The legislation would revoke the U.S. Consumer Financial Protection Bureau’s (CFPB) 2013 auto lending guidance that suggests lenders should either impose limits on or eliminate dealerships’ ability to adjust the amount of compensation they keep for arranging consumers’ auto loans. The CFPB claims the practice can lead to discriminatory loan pricing.
The bill still faces several hurdles before it could become law. The bill faces an uphill climb in the U.S. Senate and, if passed, would likely face a veto from President Obama. In that case, a two-thirds majority in both houses would be required to override the President’s veto.

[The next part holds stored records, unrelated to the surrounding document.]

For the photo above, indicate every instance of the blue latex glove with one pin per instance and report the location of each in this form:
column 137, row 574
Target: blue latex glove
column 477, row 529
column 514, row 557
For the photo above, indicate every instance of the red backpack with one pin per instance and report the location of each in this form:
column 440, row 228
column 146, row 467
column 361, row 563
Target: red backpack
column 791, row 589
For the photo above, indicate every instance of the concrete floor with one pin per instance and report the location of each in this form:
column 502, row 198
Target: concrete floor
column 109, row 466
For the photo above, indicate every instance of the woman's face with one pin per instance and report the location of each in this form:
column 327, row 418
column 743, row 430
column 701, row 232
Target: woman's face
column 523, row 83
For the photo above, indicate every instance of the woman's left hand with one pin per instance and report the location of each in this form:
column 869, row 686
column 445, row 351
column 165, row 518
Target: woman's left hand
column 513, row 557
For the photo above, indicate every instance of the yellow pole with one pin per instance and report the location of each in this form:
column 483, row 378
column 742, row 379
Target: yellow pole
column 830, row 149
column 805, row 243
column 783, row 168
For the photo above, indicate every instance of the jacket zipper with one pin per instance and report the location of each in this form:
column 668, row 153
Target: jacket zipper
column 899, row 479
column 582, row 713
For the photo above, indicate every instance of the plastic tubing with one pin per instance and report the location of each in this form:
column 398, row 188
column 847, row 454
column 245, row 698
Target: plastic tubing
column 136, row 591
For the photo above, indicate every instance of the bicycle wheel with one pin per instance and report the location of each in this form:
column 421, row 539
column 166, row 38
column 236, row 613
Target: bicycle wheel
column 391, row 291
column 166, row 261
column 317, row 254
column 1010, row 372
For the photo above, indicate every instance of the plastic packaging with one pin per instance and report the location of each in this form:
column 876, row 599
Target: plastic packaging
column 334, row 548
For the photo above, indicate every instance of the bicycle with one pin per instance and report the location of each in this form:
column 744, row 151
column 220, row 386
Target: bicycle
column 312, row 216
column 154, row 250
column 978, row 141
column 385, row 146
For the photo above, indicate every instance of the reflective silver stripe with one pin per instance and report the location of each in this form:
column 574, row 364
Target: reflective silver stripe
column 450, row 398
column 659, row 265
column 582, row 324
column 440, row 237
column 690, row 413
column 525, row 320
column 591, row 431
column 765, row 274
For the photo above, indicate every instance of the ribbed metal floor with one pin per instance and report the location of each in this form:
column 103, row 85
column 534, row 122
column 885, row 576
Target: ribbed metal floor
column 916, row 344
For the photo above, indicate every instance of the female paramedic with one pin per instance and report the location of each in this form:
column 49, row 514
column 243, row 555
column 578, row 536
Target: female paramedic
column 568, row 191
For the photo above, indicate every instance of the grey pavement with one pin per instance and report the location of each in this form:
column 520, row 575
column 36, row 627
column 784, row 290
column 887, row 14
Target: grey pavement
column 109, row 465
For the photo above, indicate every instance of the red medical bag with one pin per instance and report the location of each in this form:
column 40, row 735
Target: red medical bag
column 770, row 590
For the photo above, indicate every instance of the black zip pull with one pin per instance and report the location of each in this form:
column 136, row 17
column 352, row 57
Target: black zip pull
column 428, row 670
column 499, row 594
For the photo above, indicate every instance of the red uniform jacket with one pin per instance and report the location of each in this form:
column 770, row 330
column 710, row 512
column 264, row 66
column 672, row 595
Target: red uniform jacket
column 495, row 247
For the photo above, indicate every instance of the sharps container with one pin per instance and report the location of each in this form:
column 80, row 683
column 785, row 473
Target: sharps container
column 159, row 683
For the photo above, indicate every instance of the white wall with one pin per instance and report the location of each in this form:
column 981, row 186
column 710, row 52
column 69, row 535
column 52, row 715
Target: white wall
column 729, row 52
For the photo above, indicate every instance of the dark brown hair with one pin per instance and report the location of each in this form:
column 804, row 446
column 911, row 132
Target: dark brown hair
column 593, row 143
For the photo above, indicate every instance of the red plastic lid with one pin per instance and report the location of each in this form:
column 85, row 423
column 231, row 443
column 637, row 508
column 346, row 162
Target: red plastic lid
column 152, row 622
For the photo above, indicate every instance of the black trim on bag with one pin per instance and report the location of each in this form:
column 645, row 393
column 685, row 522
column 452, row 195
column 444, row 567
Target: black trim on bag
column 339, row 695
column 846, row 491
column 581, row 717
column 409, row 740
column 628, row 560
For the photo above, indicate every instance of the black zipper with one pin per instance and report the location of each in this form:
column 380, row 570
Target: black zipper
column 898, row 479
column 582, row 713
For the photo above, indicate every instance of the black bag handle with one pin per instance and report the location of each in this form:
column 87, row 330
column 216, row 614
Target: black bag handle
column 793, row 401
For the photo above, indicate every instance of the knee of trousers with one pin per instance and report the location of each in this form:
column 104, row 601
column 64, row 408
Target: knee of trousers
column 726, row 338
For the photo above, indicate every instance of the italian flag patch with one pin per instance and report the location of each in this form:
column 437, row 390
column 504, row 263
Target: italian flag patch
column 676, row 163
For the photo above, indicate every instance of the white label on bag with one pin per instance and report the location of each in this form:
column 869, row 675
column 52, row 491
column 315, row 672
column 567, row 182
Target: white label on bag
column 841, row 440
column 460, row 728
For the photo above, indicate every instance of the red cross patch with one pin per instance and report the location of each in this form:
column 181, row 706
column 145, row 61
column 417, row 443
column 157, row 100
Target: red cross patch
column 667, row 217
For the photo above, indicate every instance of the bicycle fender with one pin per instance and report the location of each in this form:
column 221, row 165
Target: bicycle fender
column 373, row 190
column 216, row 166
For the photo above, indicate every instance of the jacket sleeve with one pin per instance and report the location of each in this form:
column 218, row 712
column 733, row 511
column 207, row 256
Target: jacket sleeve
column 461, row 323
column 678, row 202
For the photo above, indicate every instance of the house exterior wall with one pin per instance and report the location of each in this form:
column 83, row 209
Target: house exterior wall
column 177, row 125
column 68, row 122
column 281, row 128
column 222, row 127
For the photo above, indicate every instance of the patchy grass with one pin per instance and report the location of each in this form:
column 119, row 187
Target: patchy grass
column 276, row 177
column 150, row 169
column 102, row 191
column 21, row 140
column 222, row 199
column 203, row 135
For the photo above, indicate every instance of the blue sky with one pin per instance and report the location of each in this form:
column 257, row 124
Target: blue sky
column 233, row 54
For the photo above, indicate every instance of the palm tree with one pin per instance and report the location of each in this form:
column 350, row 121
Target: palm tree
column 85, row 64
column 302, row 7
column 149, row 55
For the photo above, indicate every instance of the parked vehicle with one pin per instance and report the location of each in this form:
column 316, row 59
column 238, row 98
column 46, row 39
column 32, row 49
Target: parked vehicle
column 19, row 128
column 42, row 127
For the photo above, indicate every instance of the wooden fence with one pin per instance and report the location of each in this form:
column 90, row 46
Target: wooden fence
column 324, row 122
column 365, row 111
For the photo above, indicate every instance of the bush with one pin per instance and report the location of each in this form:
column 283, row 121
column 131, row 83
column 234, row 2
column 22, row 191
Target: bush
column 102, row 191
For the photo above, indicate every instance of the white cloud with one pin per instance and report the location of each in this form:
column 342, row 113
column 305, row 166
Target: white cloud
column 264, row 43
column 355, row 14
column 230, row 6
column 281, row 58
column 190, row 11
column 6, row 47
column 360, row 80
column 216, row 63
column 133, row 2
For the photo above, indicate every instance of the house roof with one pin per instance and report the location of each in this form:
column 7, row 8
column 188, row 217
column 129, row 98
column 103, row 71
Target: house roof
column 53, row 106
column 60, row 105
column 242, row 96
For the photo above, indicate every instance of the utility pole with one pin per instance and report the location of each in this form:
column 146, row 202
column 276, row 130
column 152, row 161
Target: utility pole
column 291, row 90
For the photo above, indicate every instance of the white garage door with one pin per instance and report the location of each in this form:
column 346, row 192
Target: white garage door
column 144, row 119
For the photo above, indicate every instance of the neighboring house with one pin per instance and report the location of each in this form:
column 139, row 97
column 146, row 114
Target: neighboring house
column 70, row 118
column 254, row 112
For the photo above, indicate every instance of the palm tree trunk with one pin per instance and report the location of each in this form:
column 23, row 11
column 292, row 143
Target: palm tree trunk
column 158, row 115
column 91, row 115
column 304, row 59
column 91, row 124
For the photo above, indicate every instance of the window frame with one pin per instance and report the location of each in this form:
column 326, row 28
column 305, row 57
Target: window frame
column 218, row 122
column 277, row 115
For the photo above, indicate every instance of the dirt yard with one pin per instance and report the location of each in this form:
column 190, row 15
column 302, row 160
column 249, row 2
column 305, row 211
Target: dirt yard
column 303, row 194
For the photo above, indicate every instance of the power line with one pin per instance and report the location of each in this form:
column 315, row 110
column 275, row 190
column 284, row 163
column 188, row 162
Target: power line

The auto retailing industry has been vocal in its opposition to the CFPB’s guidance, stating that the guidance would harm consumers because it would impede dealers’ ability to cut their own compensation to reduce a customer’s interest rate in order to meet or beat a competing offer.
The legislation, passed by the House and being considered by the Senate Committee would increase transparency and would NOT impede the CFPB’s ability to enforce fair credit laws. It would also require the Bureau to give notice and open a public comment period before issuing guidance and to make public the data, methodologies and other information the Bureau leans on, among other measures.